The Chancellor of the Exchequer told newspaper Welt am Sontag, Britain would have to change its economic model if shut off from the European market. He hinted the country could slash taxes for companies in an effort to remain competitive, essentially turning itself into a tax haven.
“The two major economic weaknesses in Great Britain are the considerable trade deficit and the large budget deficit. Hammond’s tax cuts “threats” are therefore threats of self-harm and as such an expression of British helplessness,” Christian Democratic Union deputy Norbert Röttgen told German newspaper Welt.
He added: “Instead of threats, which exist on both sides, considering the international threats, everyone should focus on the common interests and the compromises derived from them. Even after the Brexit, we should strive for a partnership as close as possible in the interest of the EU and the UK.”
German MEP Alexander Graf Lambsdorff also dismissed Hammond’s comments: “Hammond apparently wants to impress Brussels with a horror scenario at the beginning of the negotiation process. We should ignore this. Instead of blustering, it would be more sensible for Britain to finally put a coherent overall concept on the agenda for the future of the relationship.”

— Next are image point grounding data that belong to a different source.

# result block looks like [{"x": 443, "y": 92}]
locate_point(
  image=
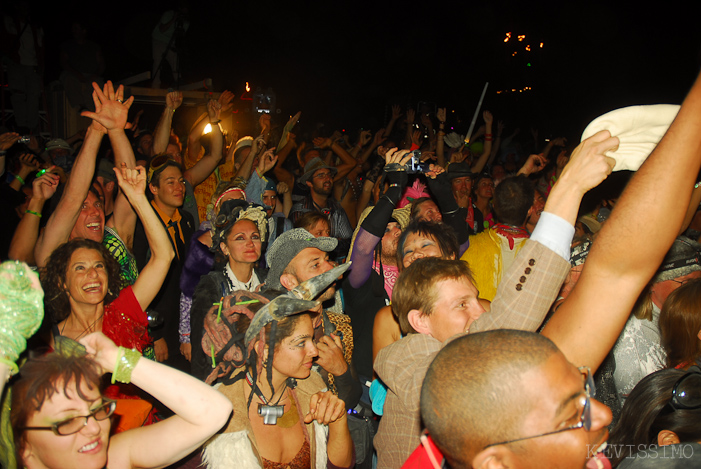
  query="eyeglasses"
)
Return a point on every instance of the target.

“Hammond apparently wants to impress Brussels with a horror scenario at the beginning of the negotiation process. We should ignore this. Instead of blustering, it would be more sensible for Britain to finally put a coherent overall concept on the agenda for the future of the relationship.”
To others, Hammond’s announcement was simply met with surprise. “Even after the Brexit, Britain will continue to be a member of the OECD and the G7, and there are clear principles for the taxation of companies. I do not have the impression that London wants to leave all international organisations,” MEP Markus Ferbers said.
Hammond told Welt am Sontag that if the UK has no access to the European market post-Brexit, that “we could be forced to change our economic model and we will have to change our model to regain competitiveness. And you can be sure we will do whatever we have to do. The British people are not going to lie down and say, too bad, we’ve been wounded. We will change our model, and we will come back, and we will be competitively engaged.”
Britain has previously dangled the threat of becoming a tax haven in the past, but Hammond’s comments carry more weight this time considering that British Prime Minister Theresa May is expected to reiterate on Tuesday that she wants a “Hard Brexit,” which means Britain will opt out of freedom of movement.
This would, in turn, lead the UK to be shut off from the single market as key European politicians have made clear that the UK would not be allowed to “cherry-pick” which European freedoms it wants to keep.